AbstractPurpose of review
One of the major mechanisms whereby HDL particles are felt to protect against atherosclerosis is that of reverse cholesterol transport from atherosclerotic lesion macrophages to the liver, with subsequent excretion of cholesterol in the bile. This review focuses on recent progress in our understanding of reverse cholesterol transport and the factors that determine plasma HDL cholesterol concentrations.Recent findings
The liver and intestine are the major sites of apolipoprotein A-I synthesis and nascent HDL particle secretion.
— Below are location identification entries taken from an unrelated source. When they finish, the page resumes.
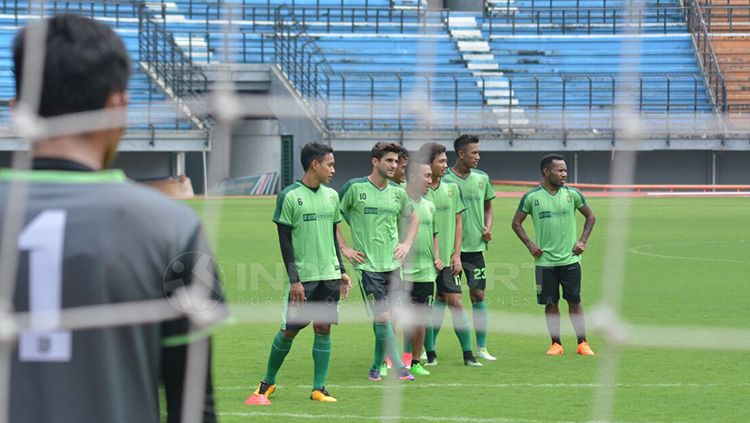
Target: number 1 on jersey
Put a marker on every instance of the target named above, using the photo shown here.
(43, 238)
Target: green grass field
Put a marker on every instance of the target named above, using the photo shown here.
(686, 265)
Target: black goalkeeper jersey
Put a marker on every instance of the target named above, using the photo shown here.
(93, 238)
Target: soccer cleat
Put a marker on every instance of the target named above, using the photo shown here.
(261, 394)
(584, 349)
(418, 370)
(384, 369)
(404, 374)
(472, 362)
(555, 349)
(485, 355)
(374, 375)
(406, 359)
(322, 395)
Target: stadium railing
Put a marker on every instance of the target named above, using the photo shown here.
(170, 66)
(706, 56)
(588, 20)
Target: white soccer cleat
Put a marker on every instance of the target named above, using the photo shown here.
(485, 355)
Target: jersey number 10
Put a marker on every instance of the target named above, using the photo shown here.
(43, 238)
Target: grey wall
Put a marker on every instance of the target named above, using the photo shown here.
(146, 165)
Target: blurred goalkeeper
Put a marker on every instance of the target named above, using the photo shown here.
(91, 238)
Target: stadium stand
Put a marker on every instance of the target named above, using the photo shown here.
(728, 23)
(150, 108)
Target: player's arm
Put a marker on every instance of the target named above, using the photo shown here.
(351, 254)
(438, 263)
(402, 249)
(346, 282)
(588, 226)
(296, 291)
(489, 195)
(487, 234)
(517, 226)
(345, 206)
(176, 337)
(456, 265)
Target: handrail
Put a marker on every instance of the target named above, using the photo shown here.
(572, 19)
(169, 64)
(715, 82)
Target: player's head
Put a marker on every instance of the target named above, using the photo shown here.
(318, 162)
(419, 176)
(554, 170)
(86, 68)
(384, 158)
(403, 161)
(435, 155)
(467, 150)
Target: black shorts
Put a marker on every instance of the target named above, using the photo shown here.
(379, 289)
(447, 282)
(474, 267)
(321, 305)
(421, 293)
(550, 278)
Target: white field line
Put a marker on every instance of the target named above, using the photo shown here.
(418, 385)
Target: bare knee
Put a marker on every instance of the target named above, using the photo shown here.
(477, 295)
(289, 334)
(322, 328)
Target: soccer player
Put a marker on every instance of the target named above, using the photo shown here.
(306, 217)
(371, 206)
(91, 238)
(446, 196)
(399, 177)
(477, 193)
(422, 263)
(552, 207)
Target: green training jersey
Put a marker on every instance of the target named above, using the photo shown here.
(554, 223)
(419, 265)
(373, 215)
(448, 203)
(476, 188)
(311, 213)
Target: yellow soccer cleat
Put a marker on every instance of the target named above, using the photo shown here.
(261, 394)
(555, 349)
(584, 349)
(322, 395)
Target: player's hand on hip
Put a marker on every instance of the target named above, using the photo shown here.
(535, 251)
(353, 255)
(297, 293)
(401, 251)
(346, 285)
(439, 264)
(456, 266)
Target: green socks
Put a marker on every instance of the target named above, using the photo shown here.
(438, 314)
(279, 349)
(321, 358)
(463, 331)
(385, 343)
(480, 323)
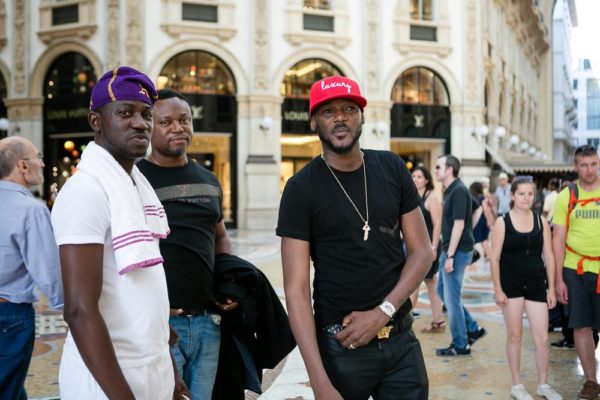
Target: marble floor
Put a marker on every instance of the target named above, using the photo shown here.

The liver has recently been shown to be a major contributor to the plasma HDL-cholesterol concentration, but the precise site or mechanism whereby hepatically-synthesized HDL acquire the bulk of their lipid content remains to be determined. Contrastingly, macrophages contribute little to the plasma HDL cholesterol pool, whereas the quantitatively small macrophage-specific reverse cholesterol transport contributes disproportionately to protection against atherosclerosis. Studies have highlighted the coordinate action of cell surface lipid transporters, cholesterol esterification enzymes and lipid transfer factors in the early steps of reverse cholesterol transport and the recycling of pre-β HDL particles to create a ready supply of cholesterol acceptor HDL particles. Most of the variation in plasma HDL-cholesterol levels in human populations is accounted for by variations in HDL clearance rather than production.Summary
Our understanding of the in-vivo metabolism of HDL particles and their role in reverse cholesterol transport is rapidly evolving, with long-standing concepts being constantly challenged by emerging evidence. An in-depth understanding of HDL metabolism will guide the rational design of novel pharmacological therapies that effectively protect against atherosclerosis.